Les propriétaires de chiens dangereux viennent d'obtenir l'annulation de la circulaire du 15 janvier 2010, élargissant à l'ensemble des membres d'une famille hébergeant un chien dangereux l'obligation de disposer d'un permis de détention.

La circulaire controversée est remplacée par une circulaire rectificative du 17 février 2010, qui précise que le « dispositif mis en place par la loi du 20 juin 2008 ne vise pas l’ensemble des membres des familles dont un membre possède un chien ». «La règle générale est qu’un chien a un propriétaire ou détenteur, qui en est le responsable et qui doit être titulaire du permis de détention (…) l’obligation de détention du permis ne s’applique en conséquence pas à tous les membres majeurs d’un même foyer: le conjoint du propriétaire et les autres membres majeurs du foyer détiennent le chien à titre temporaire et ne sont donc pas tenus d’être titulaires d’un permis de détention », ajoute le texte.

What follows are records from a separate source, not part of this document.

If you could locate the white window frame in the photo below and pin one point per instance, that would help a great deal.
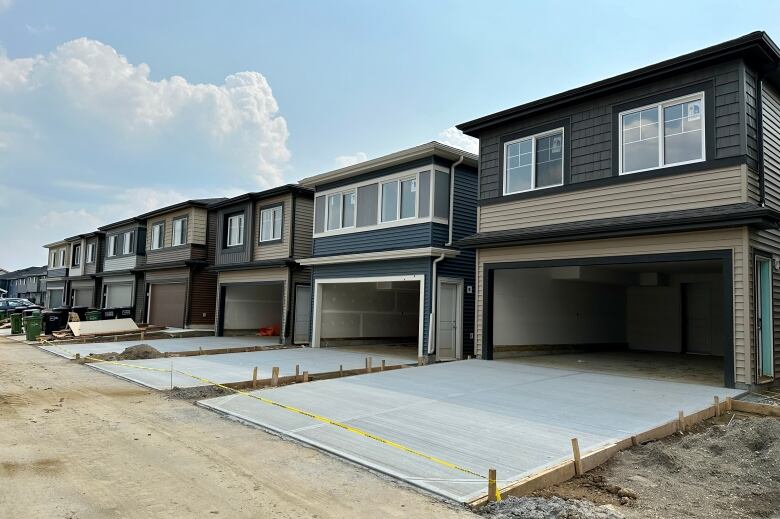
(160, 243)
(662, 133)
(340, 194)
(278, 209)
(240, 242)
(533, 139)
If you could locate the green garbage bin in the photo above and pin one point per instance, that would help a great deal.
(32, 326)
(16, 324)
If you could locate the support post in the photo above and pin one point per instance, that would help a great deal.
(575, 447)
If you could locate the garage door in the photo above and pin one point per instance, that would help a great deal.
(119, 295)
(166, 304)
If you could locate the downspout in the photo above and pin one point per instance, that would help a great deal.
(434, 284)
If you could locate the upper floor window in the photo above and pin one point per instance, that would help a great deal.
(235, 230)
(341, 210)
(661, 135)
(158, 234)
(180, 231)
(271, 224)
(533, 162)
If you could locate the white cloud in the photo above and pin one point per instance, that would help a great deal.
(456, 138)
(342, 161)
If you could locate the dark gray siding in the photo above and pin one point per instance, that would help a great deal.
(242, 254)
(402, 237)
(414, 266)
(589, 126)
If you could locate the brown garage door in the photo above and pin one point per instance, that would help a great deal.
(166, 306)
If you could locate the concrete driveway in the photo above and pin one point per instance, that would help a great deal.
(476, 414)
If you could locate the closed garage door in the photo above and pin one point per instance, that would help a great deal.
(166, 304)
(119, 295)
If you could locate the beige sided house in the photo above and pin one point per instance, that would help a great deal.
(638, 214)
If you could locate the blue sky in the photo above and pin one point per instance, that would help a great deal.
(108, 109)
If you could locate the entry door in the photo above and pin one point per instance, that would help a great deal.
(763, 281)
(302, 314)
(698, 318)
(448, 327)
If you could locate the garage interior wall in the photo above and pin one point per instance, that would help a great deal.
(371, 310)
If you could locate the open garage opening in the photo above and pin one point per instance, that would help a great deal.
(659, 319)
(252, 309)
(377, 314)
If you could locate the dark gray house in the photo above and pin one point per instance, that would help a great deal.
(384, 267)
(639, 214)
(259, 240)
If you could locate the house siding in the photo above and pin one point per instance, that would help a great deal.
(589, 131)
(735, 240)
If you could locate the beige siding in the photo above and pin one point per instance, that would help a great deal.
(728, 239)
(277, 249)
(661, 194)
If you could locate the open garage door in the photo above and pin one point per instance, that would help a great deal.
(252, 308)
(358, 313)
(661, 319)
(166, 304)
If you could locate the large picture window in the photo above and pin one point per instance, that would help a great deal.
(533, 162)
(661, 135)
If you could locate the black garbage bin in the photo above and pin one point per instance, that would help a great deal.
(51, 322)
(81, 311)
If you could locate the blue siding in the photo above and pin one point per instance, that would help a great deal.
(402, 237)
(414, 266)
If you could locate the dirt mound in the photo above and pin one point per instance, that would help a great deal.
(548, 508)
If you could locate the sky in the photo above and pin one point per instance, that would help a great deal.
(112, 109)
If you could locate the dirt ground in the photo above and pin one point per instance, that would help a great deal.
(79, 444)
(729, 467)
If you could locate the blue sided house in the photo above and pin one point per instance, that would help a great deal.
(384, 267)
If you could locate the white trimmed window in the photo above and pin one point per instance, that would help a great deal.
(271, 224)
(235, 230)
(340, 210)
(158, 235)
(533, 162)
(663, 134)
(180, 231)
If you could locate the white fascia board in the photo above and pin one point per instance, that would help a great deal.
(380, 256)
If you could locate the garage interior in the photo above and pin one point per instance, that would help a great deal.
(377, 314)
(247, 308)
(658, 320)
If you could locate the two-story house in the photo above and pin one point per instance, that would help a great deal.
(121, 281)
(85, 262)
(259, 240)
(639, 213)
(57, 274)
(179, 290)
(384, 267)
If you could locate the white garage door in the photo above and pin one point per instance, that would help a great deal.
(119, 295)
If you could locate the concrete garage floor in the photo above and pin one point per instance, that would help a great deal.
(162, 345)
(516, 418)
(237, 367)
(692, 369)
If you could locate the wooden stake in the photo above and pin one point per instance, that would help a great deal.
(492, 485)
(575, 447)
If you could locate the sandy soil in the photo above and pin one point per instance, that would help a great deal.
(79, 444)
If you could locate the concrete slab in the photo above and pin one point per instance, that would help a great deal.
(516, 418)
(237, 367)
(163, 345)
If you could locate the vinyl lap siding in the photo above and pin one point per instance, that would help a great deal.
(735, 240)
(656, 195)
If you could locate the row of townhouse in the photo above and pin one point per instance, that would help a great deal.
(640, 212)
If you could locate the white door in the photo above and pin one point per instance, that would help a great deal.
(302, 314)
(448, 327)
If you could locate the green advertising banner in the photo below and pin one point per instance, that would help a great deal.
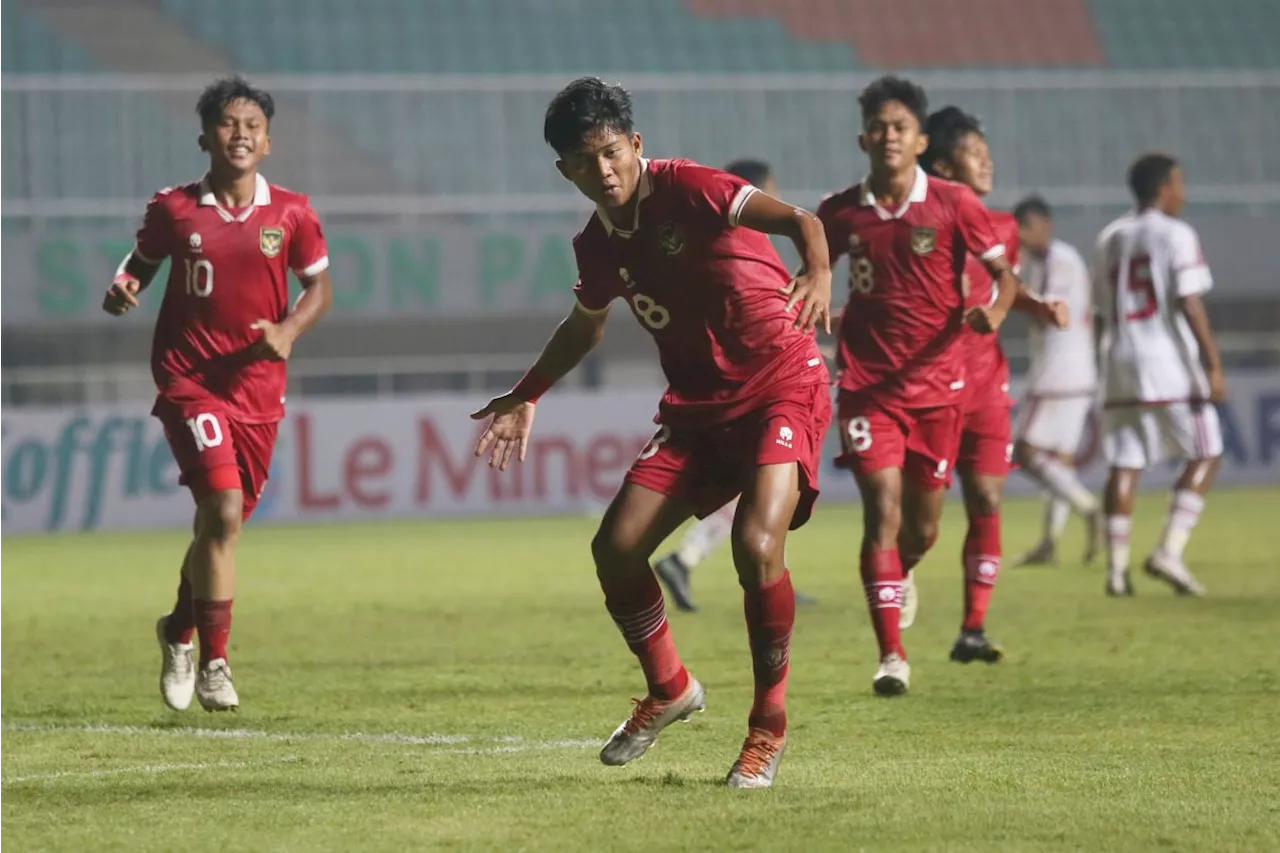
(59, 277)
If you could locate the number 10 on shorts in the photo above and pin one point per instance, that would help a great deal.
(206, 430)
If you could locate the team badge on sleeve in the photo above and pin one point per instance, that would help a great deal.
(670, 240)
(923, 240)
(272, 241)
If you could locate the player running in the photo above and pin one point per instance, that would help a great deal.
(1060, 384)
(958, 151)
(675, 570)
(1161, 368)
(222, 338)
(748, 402)
(903, 345)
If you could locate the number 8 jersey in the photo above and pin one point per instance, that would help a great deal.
(1144, 263)
(229, 268)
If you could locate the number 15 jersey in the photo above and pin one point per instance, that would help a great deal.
(901, 333)
(1144, 263)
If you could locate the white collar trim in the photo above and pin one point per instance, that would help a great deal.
(919, 194)
(644, 188)
(261, 199)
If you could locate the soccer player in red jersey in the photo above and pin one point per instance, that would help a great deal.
(686, 249)
(958, 151)
(223, 336)
(903, 345)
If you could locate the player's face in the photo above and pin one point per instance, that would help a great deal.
(606, 168)
(892, 137)
(970, 164)
(240, 140)
(1034, 233)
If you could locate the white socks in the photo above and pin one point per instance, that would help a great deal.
(707, 536)
(1183, 514)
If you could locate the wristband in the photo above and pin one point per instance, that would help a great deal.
(533, 386)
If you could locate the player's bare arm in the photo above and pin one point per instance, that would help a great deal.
(812, 286)
(986, 319)
(131, 278)
(1197, 318)
(513, 411)
(277, 341)
(1047, 311)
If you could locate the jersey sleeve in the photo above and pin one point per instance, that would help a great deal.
(717, 195)
(155, 237)
(597, 286)
(976, 228)
(309, 254)
(1191, 272)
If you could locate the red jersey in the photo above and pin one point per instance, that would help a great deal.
(705, 290)
(229, 269)
(987, 366)
(901, 332)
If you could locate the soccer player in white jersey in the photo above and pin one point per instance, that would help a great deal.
(1060, 384)
(1161, 368)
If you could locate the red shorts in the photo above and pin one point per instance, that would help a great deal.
(711, 466)
(880, 434)
(987, 439)
(214, 452)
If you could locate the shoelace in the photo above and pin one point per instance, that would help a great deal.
(645, 711)
(757, 755)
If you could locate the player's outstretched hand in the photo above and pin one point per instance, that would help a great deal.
(814, 291)
(275, 343)
(122, 295)
(508, 430)
(983, 319)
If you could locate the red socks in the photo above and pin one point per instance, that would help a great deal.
(181, 624)
(882, 579)
(214, 626)
(981, 568)
(636, 606)
(771, 614)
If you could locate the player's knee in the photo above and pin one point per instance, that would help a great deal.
(222, 515)
(758, 553)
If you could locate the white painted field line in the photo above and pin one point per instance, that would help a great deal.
(146, 769)
(506, 744)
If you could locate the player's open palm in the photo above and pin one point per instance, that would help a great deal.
(122, 296)
(508, 430)
(812, 291)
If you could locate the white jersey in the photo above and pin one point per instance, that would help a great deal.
(1146, 261)
(1063, 360)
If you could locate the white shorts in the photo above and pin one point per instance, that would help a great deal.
(1138, 437)
(1054, 424)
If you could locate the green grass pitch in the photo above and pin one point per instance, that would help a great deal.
(447, 685)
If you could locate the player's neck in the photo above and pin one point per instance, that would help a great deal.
(234, 190)
(891, 187)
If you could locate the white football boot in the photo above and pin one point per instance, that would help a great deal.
(894, 675)
(758, 762)
(177, 670)
(1174, 573)
(910, 602)
(648, 719)
(214, 688)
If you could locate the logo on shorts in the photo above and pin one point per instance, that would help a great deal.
(670, 240)
(923, 240)
(272, 241)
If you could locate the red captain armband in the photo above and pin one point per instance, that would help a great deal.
(533, 386)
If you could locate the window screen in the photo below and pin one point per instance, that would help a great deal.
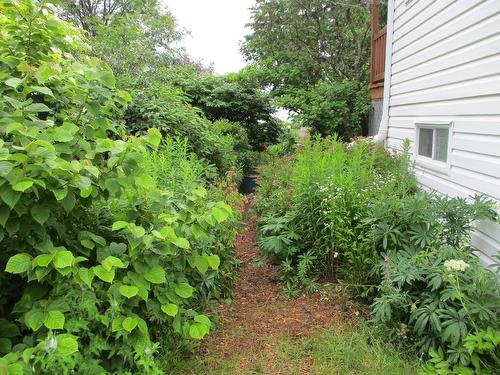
(425, 142)
(441, 144)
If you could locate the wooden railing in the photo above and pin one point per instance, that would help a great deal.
(378, 56)
(377, 65)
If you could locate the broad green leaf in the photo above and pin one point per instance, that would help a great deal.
(111, 262)
(128, 291)
(129, 323)
(60, 194)
(180, 242)
(117, 225)
(136, 230)
(37, 107)
(184, 290)
(40, 213)
(22, 185)
(13, 82)
(15, 369)
(4, 215)
(88, 244)
(198, 231)
(145, 181)
(9, 196)
(104, 274)
(107, 78)
(116, 324)
(43, 90)
(87, 275)
(5, 168)
(68, 202)
(35, 319)
(200, 263)
(213, 261)
(67, 344)
(43, 260)
(18, 263)
(54, 320)
(64, 133)
(170, 309)
(5, 346)
(153, 137)
(198, 330)
(104, 145)
(155, 275)
(63, 259)
(203, 319)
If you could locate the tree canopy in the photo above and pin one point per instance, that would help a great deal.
(301, 46)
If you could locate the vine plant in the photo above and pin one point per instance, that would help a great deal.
(95, 254)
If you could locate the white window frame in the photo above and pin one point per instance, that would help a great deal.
(430, 163)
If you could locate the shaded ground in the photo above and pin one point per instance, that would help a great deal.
(263, 332)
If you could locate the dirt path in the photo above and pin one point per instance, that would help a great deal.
(261, 314)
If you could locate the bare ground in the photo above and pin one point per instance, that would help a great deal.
(260, 314)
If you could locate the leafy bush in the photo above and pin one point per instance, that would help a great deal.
(236, 97)
(354, 213)
(433, 286)
(100, 258)
(325, 189)
(167, 109)
(331, 108)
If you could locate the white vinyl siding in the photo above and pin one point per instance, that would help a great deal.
(446, 68)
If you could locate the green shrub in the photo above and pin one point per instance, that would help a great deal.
(331, 108)
(354, 213)
(325, 189)
(433, 286)
(167, 109)
(97, 259)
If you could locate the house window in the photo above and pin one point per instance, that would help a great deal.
(433, 141)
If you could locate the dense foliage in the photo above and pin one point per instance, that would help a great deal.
(106, 249)
(314, 55)
(237, 97)
(353, 214)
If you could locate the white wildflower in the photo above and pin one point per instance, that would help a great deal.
(456, 265)
(51, 344)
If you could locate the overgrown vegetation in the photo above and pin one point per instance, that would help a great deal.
(314, 56)
(112, 247)
(354, 215)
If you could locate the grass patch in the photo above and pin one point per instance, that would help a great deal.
(358, 351)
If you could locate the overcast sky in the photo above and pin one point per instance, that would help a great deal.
(217, 28)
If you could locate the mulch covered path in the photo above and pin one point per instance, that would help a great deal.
(260, 311)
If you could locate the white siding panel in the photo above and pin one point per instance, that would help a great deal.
(485, 164)
(478, 125)
(401, 134)
(436, 23)
(404, 12)
(488, 245)
(478, 143)
(487, 67)
(413, 57)
(476, 181)
(473, 52)
(466, 107)
(478, 87)
(423, 12)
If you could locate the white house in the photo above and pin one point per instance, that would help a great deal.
(441, 90)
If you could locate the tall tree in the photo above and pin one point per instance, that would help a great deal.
(89, 14)
(314, 55)
(305, 41)
(134, 37)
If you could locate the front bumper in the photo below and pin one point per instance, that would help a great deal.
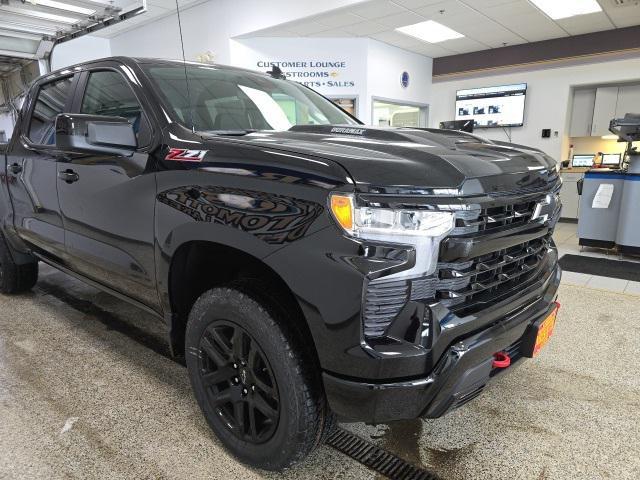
(459, 376)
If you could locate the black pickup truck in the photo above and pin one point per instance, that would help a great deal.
(307, 267)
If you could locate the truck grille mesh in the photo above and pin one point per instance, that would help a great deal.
(493, 218)
(383, 301)
(467, 287)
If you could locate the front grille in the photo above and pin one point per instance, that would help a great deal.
(493, 218)
(466, 287)
(467, 283)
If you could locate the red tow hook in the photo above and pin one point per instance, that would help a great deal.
(501, 360)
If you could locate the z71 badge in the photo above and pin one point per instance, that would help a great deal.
(185, 155)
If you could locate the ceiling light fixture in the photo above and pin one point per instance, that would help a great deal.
(567, 8)
(430, 31)
(38, 14)
(63, 6)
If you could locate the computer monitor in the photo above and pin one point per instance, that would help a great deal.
(611, 159)
(582, 160)
(464, 125)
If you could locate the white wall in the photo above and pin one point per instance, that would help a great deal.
(385, 65)
(374, 68)
(209, 26)
(312, 56)
(79, 50)
(548, 99)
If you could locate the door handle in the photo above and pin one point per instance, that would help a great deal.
(68, 176)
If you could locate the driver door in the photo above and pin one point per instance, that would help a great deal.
(107, 202)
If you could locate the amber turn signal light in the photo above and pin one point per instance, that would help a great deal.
(342, 208)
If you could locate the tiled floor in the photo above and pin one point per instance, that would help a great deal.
(567, 241)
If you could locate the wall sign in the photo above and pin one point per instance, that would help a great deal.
(404, 79)
(322, 74)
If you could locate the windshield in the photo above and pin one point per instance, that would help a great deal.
(228, 100)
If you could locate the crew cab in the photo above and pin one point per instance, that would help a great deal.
(307, 267)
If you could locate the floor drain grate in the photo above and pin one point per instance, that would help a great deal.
(376, 458)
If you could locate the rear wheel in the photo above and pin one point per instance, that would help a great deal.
(249, 376)
(15, 278)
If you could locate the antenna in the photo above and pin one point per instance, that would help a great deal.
(184, 63)
(275, 72)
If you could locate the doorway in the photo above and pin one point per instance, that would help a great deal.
(392, 114)
(346, 103)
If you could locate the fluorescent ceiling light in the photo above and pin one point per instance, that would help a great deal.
(37, 14)
(430, 31)
(63, 6)
(558, 9)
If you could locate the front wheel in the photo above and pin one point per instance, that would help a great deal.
(251, 382)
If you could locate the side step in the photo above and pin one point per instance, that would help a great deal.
(376, 458)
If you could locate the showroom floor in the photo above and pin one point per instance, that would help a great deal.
(87, 391)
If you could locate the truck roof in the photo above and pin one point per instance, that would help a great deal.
(145, 60)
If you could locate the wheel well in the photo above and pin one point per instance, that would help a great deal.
(200, 266)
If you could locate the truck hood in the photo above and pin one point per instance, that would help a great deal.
(412, 160)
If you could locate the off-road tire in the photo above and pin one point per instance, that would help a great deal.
(303, 412)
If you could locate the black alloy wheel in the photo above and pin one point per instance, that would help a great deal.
(239, 383)
(254, 377)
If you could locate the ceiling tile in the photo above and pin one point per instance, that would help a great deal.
(400, 19)
(481, 5)
(365, 28)
(462, 45)
(534, 27)
(395, 38)
(465, 18)
(334, 33)
(306, 28)
(443, 10)
(376, 9)
(593, 22)
(413, 4)
(625, 16)
(431, 50)
(339, 20)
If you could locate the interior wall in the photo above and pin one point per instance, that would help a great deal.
(335, 67)
(371, 68)
(548, 100)
(79, 50)
(385, 65)
(209, 26)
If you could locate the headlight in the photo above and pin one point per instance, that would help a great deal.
(422, 229)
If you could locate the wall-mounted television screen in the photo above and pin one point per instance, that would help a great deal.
(501, 106)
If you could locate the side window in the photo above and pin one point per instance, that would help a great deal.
(50, 102)
(109, 94)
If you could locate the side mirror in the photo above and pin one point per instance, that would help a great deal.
(97, 134)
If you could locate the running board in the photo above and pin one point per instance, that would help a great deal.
(98, 285)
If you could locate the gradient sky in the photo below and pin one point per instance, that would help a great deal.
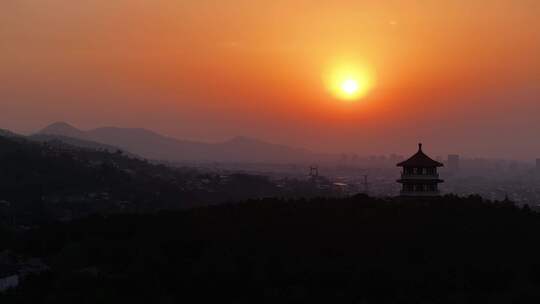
(461, 76)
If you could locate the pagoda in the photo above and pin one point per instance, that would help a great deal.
(419, 176)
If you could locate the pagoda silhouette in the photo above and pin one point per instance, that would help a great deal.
(419, 176)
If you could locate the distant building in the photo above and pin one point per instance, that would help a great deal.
(453, 162)
(419, 176)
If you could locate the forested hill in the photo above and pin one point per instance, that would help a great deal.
(55, 180)
(356, 250)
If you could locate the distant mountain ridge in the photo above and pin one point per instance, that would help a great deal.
(152, 145)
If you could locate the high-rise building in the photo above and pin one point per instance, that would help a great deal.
(453, 162)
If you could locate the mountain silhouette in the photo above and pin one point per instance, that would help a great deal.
(152, 145)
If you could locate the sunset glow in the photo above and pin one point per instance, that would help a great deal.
(211, 70)
(350, 83)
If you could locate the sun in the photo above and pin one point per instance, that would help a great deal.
(350, 86)
(349, 82)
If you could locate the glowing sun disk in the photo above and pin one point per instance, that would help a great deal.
(349, 83)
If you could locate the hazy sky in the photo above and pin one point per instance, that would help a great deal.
(463, 76)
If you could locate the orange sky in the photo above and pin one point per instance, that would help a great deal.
(462, 76)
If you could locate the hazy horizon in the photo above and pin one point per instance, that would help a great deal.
(462, 77)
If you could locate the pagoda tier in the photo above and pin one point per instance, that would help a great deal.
(419, 177)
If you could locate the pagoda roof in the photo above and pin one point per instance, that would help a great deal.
(420, 160)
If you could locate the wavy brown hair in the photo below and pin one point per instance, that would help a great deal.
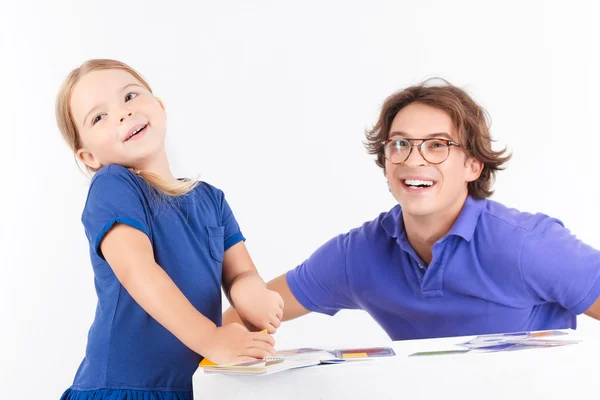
(470, 120)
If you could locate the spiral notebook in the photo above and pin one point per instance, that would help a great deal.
(298, 358)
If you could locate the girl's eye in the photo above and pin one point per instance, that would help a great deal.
(97, 118)
(130, 96)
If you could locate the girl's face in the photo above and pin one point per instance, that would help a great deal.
(118, 120)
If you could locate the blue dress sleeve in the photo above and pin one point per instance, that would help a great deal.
(233, 234)
(557, 267)
(320, 283)
(115, 196)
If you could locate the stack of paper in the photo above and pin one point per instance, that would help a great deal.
(506, 342)
(297, 358)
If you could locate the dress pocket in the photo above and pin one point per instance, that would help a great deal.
(216, 242)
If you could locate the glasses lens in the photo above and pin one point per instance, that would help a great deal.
(397, 150)
(435, 151)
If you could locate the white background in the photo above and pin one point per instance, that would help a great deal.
(269, 101)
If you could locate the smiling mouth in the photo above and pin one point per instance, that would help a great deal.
(138, 130)
(417, 183)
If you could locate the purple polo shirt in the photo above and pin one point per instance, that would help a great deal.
(497, 270)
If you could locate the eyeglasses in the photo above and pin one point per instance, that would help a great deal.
(434, 151)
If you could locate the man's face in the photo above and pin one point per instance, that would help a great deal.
(425, 186)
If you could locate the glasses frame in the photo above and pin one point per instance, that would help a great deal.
(448, 143)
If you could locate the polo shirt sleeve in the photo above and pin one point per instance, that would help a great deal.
(114, 198)
(558, 267)
(320, 283)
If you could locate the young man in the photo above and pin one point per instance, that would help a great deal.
(446, 261)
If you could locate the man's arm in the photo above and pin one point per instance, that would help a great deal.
(594, 310)
(293, 308)
(246, 291)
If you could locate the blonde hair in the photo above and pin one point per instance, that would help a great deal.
(67, 127)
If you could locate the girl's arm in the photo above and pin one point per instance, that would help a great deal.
(130, 255)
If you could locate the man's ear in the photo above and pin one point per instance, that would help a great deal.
(474, 168)
(162, 105)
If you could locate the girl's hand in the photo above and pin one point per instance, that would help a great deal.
(233, 343)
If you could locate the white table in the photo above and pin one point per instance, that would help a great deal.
(569, 372)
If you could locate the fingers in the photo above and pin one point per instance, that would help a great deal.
(258, 346)
(275, 321)
(263, 337)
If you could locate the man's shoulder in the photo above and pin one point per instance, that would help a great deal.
(506, 219)
(384, 225)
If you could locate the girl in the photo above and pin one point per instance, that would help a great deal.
(160, 248)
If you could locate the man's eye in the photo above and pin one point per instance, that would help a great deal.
(97, 118)
(130, 96)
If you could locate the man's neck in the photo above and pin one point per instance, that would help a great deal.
(423, 232)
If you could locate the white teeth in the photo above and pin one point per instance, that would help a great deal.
(417, 182)
(136, 131)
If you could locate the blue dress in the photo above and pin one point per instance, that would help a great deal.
(129, 355)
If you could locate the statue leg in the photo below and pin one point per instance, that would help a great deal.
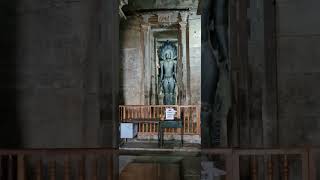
(171, 87)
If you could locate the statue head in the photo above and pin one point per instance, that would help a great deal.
(167, 51)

En ce qui concerne l’annexe de la circulaire, constituée par un «Guide de méthodologie» de la loi du 20 juin 2008 renforçant les mesures de prévention et de protection des personnes contre les chiens dangereux, rien n’est annulé. Le guide détaille les modalités de mise en œuvre de la loi du 20 juin 2008 et des décrets et arrêtés pris pour son application.

Le ministère souligne pour les préfets qu’une «mauvaise application des prescriptions légales et réglementaires par les propriétaires de chiens peut avoir des conséquences dramatiques. Je vous demande donc d'informer dès à présent les maires du département des pouvoirs dont ils disposent et dont ils doivent faire usage sans délai. Il vous revient d'apprécier l'opportunité de provoquer des réunions de travail pour exposer aux maires l'économie du nouveau dispositif.»
Il enjoint les préfets à se «substituer à l'autorité municipale, dans le cas de constatation d'éventuelles situations de carence.»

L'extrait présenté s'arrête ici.